DURBAN – As businesses count the costs of the unrest which rocked parts of KwaZulu-Natal and Gauteng last month, humanitarian volunteers Fatima Sookharia and Azhar Vadi believe humanitarian aid strategies need to be reinvented.
Inayet Wadee spoke to Azhar Vadi, Director and co-founder of the Salaam Foundation, on News & Views. Watch the full discussion here.
Vadi, who just returned from an aid mission to KwaZulu-Natal on behalf of the Salaam Foundation, argued that conventional humanitarian aid strategies lack sustainability in the long term. Instead, he said, NGOs need to find sustainable strategies which uplift entrepreneurs and individuals for the long term.

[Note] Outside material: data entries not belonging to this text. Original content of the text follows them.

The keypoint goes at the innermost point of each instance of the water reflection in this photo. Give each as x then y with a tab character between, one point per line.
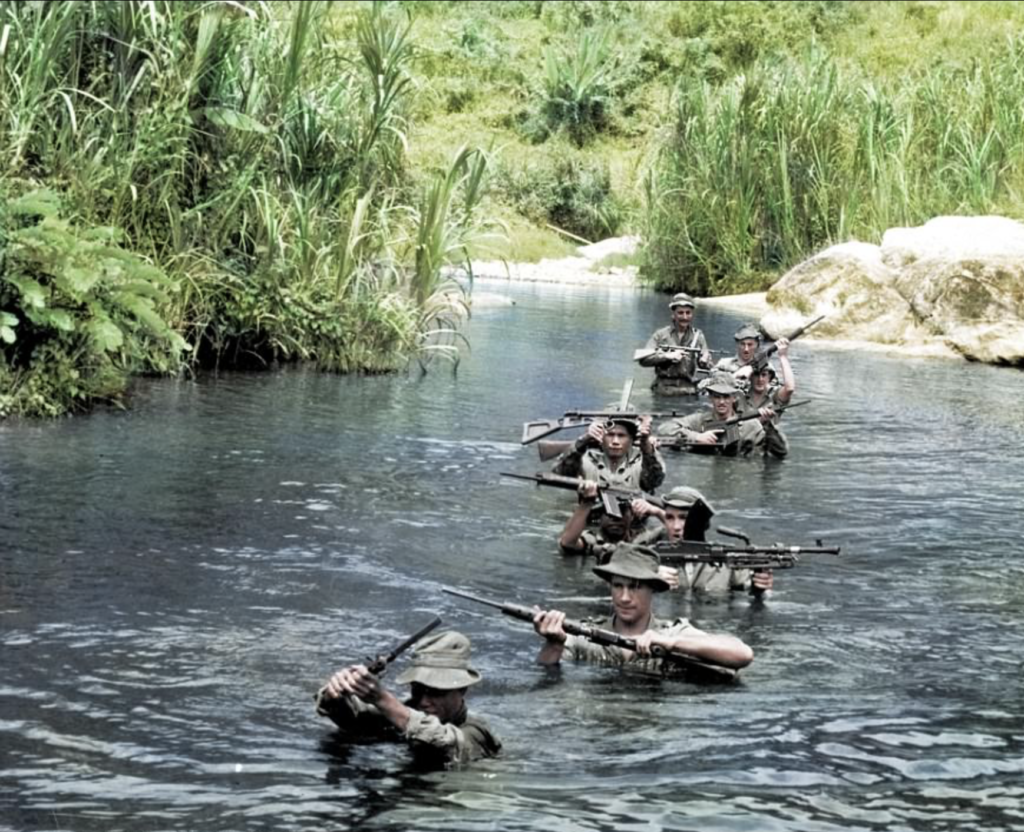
175	581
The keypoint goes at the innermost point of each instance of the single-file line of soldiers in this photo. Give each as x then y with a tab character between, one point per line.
642	544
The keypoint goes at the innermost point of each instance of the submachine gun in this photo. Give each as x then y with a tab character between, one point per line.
736	556
610	497
379	665
676	661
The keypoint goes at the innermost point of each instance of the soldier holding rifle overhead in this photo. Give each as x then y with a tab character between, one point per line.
676	351
434	720
607	453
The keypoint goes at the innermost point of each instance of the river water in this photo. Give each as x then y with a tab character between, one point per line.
175	582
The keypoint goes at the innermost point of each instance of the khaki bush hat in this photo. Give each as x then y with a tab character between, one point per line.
634	562
441	661
748	331
685	498
721	383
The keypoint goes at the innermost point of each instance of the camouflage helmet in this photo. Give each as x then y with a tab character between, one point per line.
748	331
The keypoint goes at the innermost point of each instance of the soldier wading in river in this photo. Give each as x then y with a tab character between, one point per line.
434	720
633	577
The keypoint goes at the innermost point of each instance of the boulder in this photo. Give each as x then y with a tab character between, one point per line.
955	283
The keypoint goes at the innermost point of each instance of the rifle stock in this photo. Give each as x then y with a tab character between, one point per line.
609	496
607	637
379	665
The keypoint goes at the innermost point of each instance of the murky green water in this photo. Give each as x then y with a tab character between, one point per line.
177	580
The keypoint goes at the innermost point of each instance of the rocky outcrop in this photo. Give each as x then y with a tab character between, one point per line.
955	283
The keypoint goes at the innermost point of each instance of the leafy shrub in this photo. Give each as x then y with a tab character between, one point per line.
78	314
567	192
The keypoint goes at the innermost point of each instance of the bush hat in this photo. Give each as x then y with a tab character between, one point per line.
440	661
698	510
748	331
632	425
721	383
685	498
634	562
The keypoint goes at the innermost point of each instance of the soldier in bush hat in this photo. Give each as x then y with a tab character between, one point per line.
620	452
685	514
675	372
434	720
632	574
705	431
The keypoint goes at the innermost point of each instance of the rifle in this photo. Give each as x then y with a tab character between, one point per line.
598	635
640	355
379	665
738	556
609	496
761	357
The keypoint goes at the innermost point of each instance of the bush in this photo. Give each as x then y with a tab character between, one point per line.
78	314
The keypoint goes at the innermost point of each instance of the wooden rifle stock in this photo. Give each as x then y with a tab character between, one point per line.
607	637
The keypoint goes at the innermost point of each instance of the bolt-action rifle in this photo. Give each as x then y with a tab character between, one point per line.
610	497
679	661
761	357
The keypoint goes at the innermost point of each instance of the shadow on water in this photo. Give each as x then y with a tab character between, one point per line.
175	582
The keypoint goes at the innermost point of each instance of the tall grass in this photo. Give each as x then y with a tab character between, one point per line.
797	155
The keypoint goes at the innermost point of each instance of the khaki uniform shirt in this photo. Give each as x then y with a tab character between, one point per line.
582	650
637	471
673	378
467	739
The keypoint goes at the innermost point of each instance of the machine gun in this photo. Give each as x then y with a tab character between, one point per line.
610	497
736	556
550	449
379	665
678	661
761	357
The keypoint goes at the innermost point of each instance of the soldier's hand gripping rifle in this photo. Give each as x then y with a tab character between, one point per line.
736	556
761	357
379	665
609	497
598	635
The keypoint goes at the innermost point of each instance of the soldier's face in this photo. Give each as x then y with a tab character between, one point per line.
631	599
445	705
745	348
682	316
722	405
675	523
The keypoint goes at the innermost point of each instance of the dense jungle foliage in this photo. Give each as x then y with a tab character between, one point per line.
225	183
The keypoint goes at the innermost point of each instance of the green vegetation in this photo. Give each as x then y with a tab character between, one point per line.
286	179
242	153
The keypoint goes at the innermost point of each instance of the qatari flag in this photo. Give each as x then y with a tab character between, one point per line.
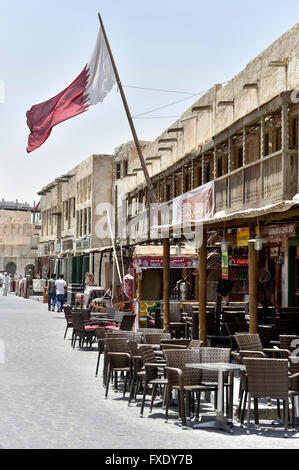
91	86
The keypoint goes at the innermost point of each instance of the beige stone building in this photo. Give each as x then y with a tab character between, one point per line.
69	242
19	235
241	138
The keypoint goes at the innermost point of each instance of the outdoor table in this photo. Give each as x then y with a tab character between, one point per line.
221	368
154	346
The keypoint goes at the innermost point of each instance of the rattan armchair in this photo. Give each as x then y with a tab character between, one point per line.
186	381
138	373
84	332
68	318
267	378
100	335
152	376
252	342
118	360
155	338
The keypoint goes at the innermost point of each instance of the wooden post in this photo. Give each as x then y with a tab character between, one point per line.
203	289
166	283
252	278
284	145
139	275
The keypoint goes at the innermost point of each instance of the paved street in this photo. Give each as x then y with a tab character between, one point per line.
49	397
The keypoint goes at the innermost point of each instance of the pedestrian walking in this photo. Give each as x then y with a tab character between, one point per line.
5	284
60	291
51	291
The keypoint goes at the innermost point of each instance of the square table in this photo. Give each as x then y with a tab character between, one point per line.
221	368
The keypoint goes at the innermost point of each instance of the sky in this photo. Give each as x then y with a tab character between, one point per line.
164	44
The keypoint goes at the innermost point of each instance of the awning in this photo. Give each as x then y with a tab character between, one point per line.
240	215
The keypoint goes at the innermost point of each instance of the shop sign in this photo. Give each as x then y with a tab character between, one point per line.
274	233
57	248
67	245
224	256
274	252
157	262
194	205
243	235
83	243
238	261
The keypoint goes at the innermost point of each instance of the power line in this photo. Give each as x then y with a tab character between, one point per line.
174	102
158	117
165	106
159	89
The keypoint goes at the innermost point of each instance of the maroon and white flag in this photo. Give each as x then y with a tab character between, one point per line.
91	86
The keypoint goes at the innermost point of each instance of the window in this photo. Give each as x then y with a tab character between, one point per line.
118	171
78	224
66	210
219	167
125	168
208	173
240	157
89	220
85	222
89	187
199	176
81	223
267	141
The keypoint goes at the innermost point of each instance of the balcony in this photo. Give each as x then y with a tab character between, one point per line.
266	181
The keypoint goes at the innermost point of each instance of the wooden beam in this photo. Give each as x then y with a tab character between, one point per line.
250	86
175	129
162	141
163	149
284	144
149	159
166	283
226	103
203	289
198	109
252	279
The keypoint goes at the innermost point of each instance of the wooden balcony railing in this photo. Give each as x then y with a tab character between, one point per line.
265	181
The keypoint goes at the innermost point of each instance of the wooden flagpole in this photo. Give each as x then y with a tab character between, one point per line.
131	123
153	199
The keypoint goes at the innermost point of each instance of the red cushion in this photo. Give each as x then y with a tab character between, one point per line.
111	327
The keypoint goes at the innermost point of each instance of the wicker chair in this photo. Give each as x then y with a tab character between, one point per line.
184	380
155	338
176	342
195	343
82	331
137	372
234	327
150	330
267	378
289	343
117	335
252	342
68	317
125	322
100	335
293	384
118	360
151	375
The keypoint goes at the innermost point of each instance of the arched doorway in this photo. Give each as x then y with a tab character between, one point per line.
11	268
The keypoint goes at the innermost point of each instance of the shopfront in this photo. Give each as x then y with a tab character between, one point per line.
148	278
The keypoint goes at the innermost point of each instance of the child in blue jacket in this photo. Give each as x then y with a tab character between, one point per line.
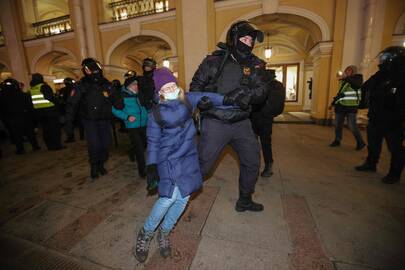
172	158
135	117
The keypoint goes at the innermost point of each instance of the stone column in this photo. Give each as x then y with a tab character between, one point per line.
12	36
322	58
195	35
76	16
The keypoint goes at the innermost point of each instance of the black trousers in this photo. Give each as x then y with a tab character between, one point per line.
51	129
264	129
20	126
394	136
137	137
98	136
216	134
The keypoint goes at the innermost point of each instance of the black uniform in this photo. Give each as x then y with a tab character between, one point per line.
16	112
385	94
224	72
262	117
92	97
48	117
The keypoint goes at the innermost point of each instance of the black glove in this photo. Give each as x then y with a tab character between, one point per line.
205	103
239	97
152	176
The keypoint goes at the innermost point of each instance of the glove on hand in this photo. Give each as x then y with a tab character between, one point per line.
152	176
239	97
205	103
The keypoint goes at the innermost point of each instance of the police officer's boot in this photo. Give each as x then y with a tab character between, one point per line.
94	171
366	167
245	203
268	171
101	168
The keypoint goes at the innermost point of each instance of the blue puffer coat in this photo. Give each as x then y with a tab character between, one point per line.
173	148
133	107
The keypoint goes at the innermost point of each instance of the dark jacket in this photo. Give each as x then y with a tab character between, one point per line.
132	107
146	90
384	95
232	76
92	99
15	103
174	148
263	112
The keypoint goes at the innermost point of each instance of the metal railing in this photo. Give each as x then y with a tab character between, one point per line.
53	26
126	9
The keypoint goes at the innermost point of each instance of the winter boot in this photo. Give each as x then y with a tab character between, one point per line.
360	146
142	245
366	167
335	143
267	172
94	171
390	179
245	203
164	243
101	168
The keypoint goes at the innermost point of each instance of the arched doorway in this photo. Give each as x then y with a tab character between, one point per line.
55	66
129	55
290	39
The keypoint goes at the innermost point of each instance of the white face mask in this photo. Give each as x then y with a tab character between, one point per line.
172	95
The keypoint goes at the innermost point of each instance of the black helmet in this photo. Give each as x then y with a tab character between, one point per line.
392	59
240	29
68	81
149	62
91	68
240	50
129	73
11	84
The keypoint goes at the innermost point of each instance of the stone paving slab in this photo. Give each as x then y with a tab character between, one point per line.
110	244
225	254
42	221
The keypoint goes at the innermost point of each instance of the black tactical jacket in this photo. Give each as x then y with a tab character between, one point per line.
232	76
92	99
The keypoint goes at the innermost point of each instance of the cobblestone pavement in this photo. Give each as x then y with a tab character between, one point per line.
319	212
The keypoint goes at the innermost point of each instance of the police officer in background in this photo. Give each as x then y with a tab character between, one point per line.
45	104
16	111
146	85
234	72
384	95
92	97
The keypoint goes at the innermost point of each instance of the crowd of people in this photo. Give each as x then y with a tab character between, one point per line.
237	99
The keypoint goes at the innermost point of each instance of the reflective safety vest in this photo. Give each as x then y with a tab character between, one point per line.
348	96
38	99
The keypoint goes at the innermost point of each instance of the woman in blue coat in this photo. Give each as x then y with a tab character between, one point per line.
135	117
172	158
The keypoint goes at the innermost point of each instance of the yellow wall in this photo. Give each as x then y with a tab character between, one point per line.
393	10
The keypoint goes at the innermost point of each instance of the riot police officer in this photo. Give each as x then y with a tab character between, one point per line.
146	85
233	71
92	97
384	93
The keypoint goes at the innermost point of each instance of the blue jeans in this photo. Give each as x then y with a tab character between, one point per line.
168	209
351	122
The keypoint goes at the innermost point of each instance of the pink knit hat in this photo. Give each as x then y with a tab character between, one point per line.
161	76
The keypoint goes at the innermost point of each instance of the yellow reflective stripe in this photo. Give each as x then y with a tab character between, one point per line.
40	101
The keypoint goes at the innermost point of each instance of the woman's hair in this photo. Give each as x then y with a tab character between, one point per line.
182	95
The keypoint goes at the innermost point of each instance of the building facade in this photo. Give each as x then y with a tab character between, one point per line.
309	41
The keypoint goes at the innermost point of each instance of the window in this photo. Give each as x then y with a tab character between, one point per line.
288	75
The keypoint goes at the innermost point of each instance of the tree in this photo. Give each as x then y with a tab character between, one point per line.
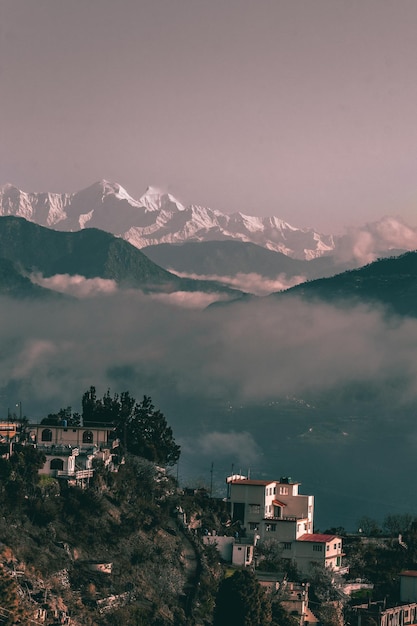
240	601
12	611
142	429
145	432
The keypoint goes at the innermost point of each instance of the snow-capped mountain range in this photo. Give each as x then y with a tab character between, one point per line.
158	217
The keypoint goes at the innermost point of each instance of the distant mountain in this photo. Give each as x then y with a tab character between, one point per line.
14	284
228	258
391	282
157	217
90	253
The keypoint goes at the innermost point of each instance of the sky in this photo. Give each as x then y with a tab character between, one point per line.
301	109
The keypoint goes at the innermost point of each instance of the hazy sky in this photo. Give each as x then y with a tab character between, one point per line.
305	109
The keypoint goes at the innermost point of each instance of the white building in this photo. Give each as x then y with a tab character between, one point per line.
70	450
271	508
276	510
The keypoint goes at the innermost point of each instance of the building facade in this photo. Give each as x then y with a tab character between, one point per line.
270	508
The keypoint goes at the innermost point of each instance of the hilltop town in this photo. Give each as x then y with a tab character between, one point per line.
95	530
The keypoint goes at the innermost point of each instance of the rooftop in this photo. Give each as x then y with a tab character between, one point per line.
317	537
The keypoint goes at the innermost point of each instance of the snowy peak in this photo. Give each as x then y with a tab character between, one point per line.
155	199
158	217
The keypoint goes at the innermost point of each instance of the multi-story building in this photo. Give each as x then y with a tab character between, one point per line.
271	508
276	510
70	450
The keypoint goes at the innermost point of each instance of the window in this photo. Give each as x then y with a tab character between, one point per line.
57	464
46	435
87	436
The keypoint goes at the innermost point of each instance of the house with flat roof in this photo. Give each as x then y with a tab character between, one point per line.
70	450
274	509
270	508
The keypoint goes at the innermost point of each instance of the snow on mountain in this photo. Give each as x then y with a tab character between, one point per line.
158	217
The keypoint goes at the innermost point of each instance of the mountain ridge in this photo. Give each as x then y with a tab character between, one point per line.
157	217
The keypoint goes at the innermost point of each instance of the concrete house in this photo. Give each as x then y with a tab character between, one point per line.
317	549
270	508
70	450
276	510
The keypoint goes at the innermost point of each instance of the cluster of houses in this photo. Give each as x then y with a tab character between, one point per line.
264	509
276	510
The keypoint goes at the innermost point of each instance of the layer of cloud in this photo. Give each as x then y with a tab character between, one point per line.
247	352
366	243
250	283
78	286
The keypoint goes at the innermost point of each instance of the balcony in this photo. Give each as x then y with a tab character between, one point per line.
58	450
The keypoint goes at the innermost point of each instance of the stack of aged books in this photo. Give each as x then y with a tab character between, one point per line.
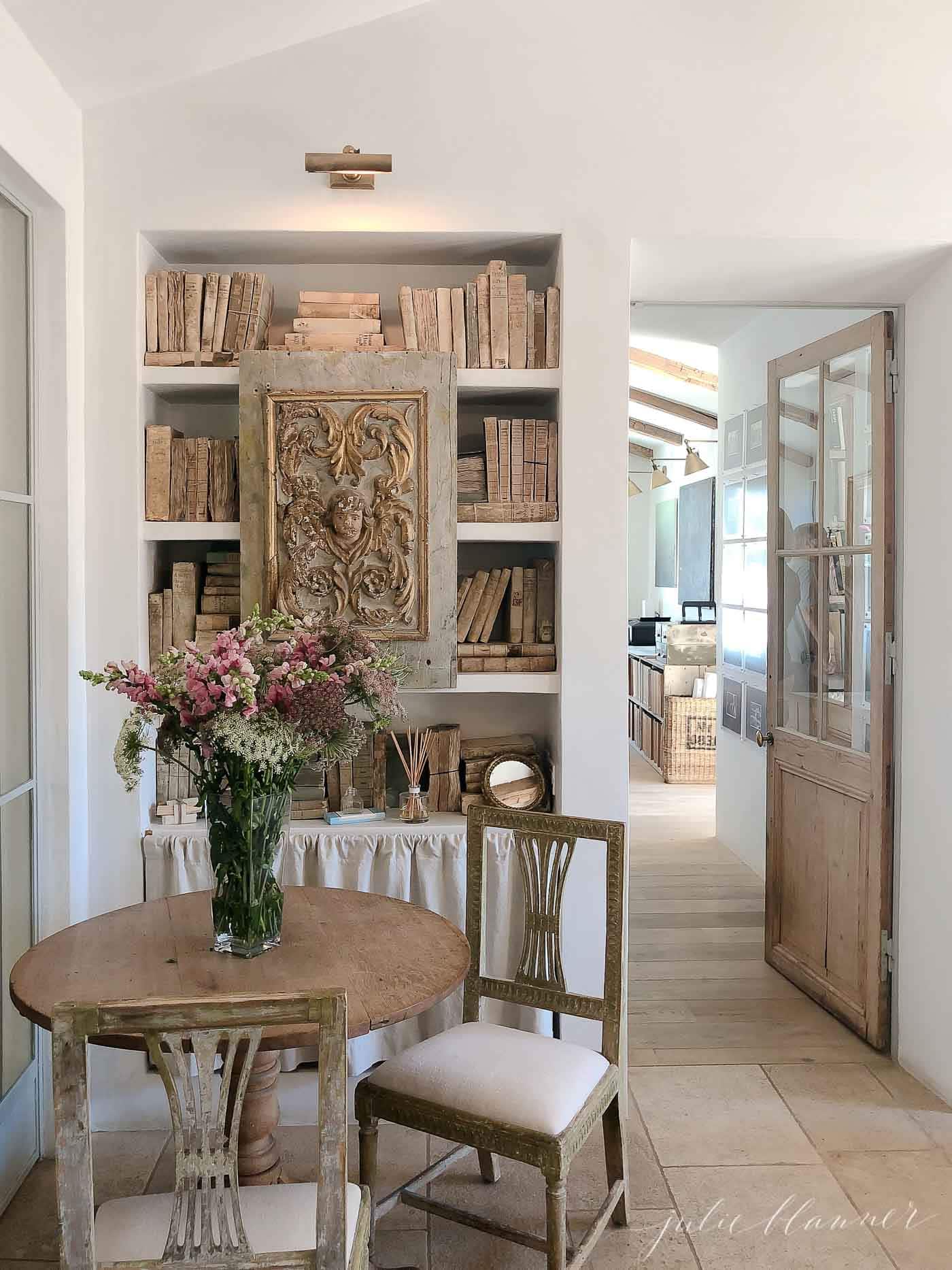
200	602
342	322
524	631
205	319
494	323
522	473
190	478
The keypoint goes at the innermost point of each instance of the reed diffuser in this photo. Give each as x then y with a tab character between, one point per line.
413	803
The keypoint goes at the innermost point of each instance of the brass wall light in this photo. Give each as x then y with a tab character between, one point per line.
350	169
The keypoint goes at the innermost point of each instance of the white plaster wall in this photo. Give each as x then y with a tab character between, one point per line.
742	367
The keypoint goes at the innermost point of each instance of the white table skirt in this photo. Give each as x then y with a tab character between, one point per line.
423	864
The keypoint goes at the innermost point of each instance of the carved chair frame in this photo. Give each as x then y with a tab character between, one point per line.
546	845
205	1126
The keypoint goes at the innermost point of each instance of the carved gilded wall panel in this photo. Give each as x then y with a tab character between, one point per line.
348	495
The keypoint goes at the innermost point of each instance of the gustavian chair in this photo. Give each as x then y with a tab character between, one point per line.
207	1221
505	1091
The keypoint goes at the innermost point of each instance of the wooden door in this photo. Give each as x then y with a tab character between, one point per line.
829	692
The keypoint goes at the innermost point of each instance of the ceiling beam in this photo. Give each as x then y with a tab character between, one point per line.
676	370
682	412
651	429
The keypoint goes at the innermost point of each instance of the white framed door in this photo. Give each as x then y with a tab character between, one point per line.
19	1066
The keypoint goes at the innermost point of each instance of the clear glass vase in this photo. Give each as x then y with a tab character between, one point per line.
245	822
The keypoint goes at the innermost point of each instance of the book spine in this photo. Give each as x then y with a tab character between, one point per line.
473	327
515	606
552	328
498	315
528	606
445	320
409	320
545	601
178	497
490	429
221	312
505	460
152	315
162	310
483	324
159	437
457	313
517	322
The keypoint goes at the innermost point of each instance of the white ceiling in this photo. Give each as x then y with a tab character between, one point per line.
112	48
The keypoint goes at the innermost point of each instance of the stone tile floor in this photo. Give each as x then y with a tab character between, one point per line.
763	1136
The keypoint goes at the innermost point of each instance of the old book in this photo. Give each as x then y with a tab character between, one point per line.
209	307
490	429
539	331
192	309
495	603
473	327
445	322
152	315
162	309
457	312
408	319
167	619
177	310
498	315
332	310
528	606
155	628
515	606
426	314
362	341
339	297
475	633
483	325
505	488
159	437
528	478
552	328
337	325
471	603
184	601
517	322
552	464
178	497
190	480
545	601
517	437
221	312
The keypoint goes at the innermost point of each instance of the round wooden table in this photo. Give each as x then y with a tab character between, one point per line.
392	958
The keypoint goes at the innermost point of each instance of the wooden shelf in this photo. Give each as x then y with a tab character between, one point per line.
190	531
537	531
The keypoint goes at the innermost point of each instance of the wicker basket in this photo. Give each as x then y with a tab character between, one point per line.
690	754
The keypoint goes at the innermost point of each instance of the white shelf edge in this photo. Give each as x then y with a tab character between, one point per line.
190	531
539	531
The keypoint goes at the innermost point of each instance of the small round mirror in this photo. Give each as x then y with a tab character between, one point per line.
514	782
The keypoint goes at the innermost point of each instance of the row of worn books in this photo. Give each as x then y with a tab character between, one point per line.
205	318
190	478
337	322
494	323
201	601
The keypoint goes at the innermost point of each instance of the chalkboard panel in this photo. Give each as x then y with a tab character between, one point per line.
696	514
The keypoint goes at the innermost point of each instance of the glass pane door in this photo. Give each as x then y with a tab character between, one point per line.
18	1066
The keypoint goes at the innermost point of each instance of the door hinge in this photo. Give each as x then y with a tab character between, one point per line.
887	955
891	379
891	657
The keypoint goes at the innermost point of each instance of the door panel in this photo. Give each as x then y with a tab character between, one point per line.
829	835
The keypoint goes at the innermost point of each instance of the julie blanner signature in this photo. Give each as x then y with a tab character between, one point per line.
791	1217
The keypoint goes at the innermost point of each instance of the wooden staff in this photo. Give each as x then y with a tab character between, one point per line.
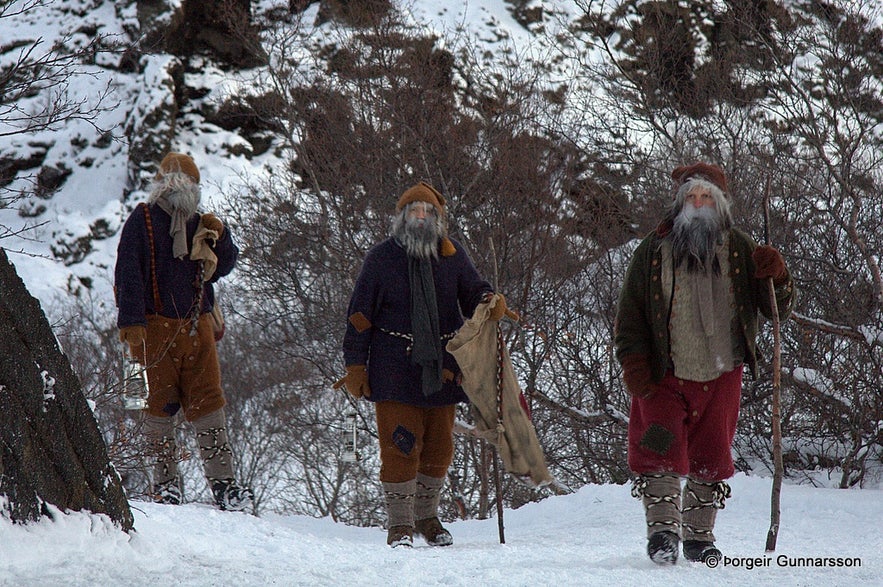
498	481
778	466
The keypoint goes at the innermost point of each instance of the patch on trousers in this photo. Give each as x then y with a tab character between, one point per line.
360	322
171	408
657	439
404	439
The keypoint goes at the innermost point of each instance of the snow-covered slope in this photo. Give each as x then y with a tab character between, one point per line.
594	537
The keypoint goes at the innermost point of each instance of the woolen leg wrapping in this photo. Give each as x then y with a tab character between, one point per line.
662	500
427	496
400	502
700	510
211	435
160	434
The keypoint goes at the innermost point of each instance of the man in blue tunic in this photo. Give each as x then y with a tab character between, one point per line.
410	298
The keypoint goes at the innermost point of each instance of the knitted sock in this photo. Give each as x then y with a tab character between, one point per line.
427	496
701	501
211	435
160	434
400	502
661	496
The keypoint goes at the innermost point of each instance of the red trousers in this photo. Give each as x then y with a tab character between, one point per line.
686	427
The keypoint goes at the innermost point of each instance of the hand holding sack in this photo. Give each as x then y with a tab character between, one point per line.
500	309
355	381
636	376
212	222
134	337
769	264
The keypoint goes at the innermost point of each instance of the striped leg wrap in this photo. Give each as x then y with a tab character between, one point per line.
701	501
661	496
400	502
217	457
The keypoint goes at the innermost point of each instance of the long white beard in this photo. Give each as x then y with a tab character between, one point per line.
695	236
419	237
179	192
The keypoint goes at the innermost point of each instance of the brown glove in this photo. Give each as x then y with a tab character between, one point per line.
212	222
636	376
500	309
134	337
769	263
355	380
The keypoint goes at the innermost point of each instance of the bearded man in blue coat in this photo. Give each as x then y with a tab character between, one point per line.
165	296
410	298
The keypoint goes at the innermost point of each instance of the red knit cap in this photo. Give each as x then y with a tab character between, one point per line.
422	192
178	163
712	173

“The NGO can look at smaller businesses – those who may have not been registered fully – and reignite these businesses. Get them going; give them starting capital. If we restart businesses again, I believe we’ll be making a greater impact,” he said.
In a feedback report, the organisation’s Fatima Sookharia wrote that growing lines for basic necessities bring “no sense of achievement”. She wrote: “While there is a space and need for a strategy that involves people standing in lines for packets of staple needs, it is no sense of achievement if we see these lines getting longer and longer with each passing year.”
“Perhaps a mixed strategy of assisting destroyed businesses to restart while providing immediate hamper relief for a short period will result in the money spent turning into a greater return on investment. Multiplying the benefit of people’s money and rewards in the hereafter is what we seek to do,” she added.
Sookharia confirmed that the Foundation has opted to channel funds towards business support “instead of trying to fulfill the never-ending needs of people standing in food hamper queues”. This, she said, is also being done alongside their food hamper project in KZN.